Wubslin se retourna vers le Métamorphe. Aviger et Dorolow échangèrent un regard. Horza soupira et ôta ses pieds de la table pour se redresser sur son siège. Il se pencha en avant et cala ses coudes sur la table, puis son menton dans ses paumes. Il observait la scène, tous les sens en éveil, cherchant à jauger l’humeur des personnes présentes. Il avait conscience de la distance à laquelle chacun d’entre eux se trouvait, conscience de la tension qui les gagnait, et savait exactement combien de temps il lui faudrait pour dégainer le pistolet à plasma qu’il portait sur sa hanche droite. Il leva la tête et les dévisagea l’un après l’autre avant de s’arrêter sur Yalson.

— Si, fit-il. C’est vrai.

Le silence se fit. Horza attendait une réaction. Au lieu de cela, on entendit une porte s’ouvrir au bout du couloir de la section habitation. Tous les regards se tournèrent vers la porte.

Neisin fit son apparition, vêtu en tout et pour tout d’un short crasseux. Tout décoiffé, les yeux mi-clos, il avait la peau constellée de taches alternativement sèches ou moites et le teint blafard. Des relents de boisson se propagèrent progressivement dans le mess. Il embrassa la pièce du regard, bâilla, salua l’assistance d’un hochement de tête puis désigna vaguement les débris qui gisaient toujours un peu partout alentour et dit :

— Y a presque autant de pagaïe ici que dans ma cabine. On croirait qu’on a manœuvré, ou quelque chose dans ce genre. Excusez-moi. Je croyais que c’était l’heure de manger. Bon, je crois que je vais retourner me coucher.

Sur quoi il bâilla à nouveau et s’en fut. La porte se referma derrière lui.

Balvéda riait sans bruit. Horza distingua des larmes dans ses yeux. Les autres semblaient simplement perplexes.

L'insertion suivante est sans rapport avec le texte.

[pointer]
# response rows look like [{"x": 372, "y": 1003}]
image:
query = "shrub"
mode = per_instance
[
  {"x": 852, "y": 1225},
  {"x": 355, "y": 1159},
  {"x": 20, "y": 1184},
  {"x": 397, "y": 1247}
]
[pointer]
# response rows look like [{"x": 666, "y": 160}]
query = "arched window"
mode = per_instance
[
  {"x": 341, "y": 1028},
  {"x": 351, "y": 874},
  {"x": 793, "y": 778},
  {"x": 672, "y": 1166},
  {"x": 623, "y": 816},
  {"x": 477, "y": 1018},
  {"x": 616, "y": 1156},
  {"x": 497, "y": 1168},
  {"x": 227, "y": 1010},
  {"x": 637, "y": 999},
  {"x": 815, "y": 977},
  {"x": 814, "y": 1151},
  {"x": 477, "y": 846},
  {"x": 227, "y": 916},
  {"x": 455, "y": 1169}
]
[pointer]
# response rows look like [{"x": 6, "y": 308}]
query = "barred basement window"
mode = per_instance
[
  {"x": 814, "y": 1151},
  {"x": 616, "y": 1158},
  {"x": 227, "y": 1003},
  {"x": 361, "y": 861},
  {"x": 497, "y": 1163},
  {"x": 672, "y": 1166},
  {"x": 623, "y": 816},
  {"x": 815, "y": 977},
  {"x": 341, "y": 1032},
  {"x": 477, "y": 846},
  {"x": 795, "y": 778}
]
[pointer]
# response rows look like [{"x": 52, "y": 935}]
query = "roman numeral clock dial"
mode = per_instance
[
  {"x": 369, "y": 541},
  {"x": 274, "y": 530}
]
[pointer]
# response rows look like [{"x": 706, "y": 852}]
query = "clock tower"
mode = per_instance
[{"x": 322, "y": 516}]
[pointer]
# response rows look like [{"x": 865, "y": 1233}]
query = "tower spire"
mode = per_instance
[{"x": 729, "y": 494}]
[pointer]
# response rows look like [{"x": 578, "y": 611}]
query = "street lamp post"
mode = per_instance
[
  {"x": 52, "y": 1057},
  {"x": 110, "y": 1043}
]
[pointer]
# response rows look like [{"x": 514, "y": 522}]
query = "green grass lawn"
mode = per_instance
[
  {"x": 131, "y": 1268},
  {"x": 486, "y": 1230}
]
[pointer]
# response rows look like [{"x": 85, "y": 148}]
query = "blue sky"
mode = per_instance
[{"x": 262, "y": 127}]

Le drone annonça :

— Ma foi, l’observateur qui sort d’ici est sans doute la seule personne douée de raison à bord de cet asile ambulant. (La machine pivota sur la table et en érafla la surface en se retournant vers Horza.) Prétendez-vous réellement être un de ces légendaires imitateurs d’êtres humains ? lui demanda-t-il avec un soupçon de sarcasme dans la voix.

Horza dirigea son regard vers le bout de la table, puis le plongea dans les yeux soucieux et méfiants de Yalson.

— C’est ce que je suis, oui.

— Mais leur race est éteinte ! commenta Aviger en secouant la tête.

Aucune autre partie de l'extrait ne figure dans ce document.